O canal C8 (SA 36) é o que se encontra melhor estudado, sabendo-se a sua origem, na Ribeira da Peliteira, e o seu destino, que era a Lavaria da Ribeira dos Moinhos. Tem um comprimento total de 800 m, assentando a parte inicial em batólitos graníticos cortados para o efeito, e o restante traçado escavado em xistos.

O canal C9 (SA 37) tem a sua origem na Ribeira da Presa e, apesar de não ter sido reconhecido em nenhuma parte do seu trajeto, não poderia alimentar as lavarias de Jales, pois teria que ter uma inclinação muito grande, o que era contraproducente, não havendo exemplo de que os romanos o tenham feito. A ser assim, só poderia alimentar a mina da Fraga das Varandas, situada na ER 206, entre os cruzamentos para Tresminas e Guilhado. Teria uma extensão de cerca 5,5 km.

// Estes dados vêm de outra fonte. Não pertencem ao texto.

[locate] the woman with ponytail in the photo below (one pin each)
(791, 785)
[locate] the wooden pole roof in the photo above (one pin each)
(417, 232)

Na área de Cabanas também se encontra um canal escavado em vários troços de rocha. O canal C10 (SA 28), tem a sua origem numa pequena barragem de terra, no Regato do Sobreiro, e desconhece-se o seu destino, apesar da população referir que alimentaria a

Corta da Ribeirinha. Não é impossível que alimentasse Tresminas, através do Canal de Cevivas, pois sabemos que existem canais com muitos quilómetros, construídos em encostas abruptas, como vimos anteriormente. A ser assim, seria um canal com cerca de 13 km.

Apresenta uma largura variável entre 60 e 90 cm e a altura máxima de rocha cortada é de 2 m. Tinha também caminho de serviço.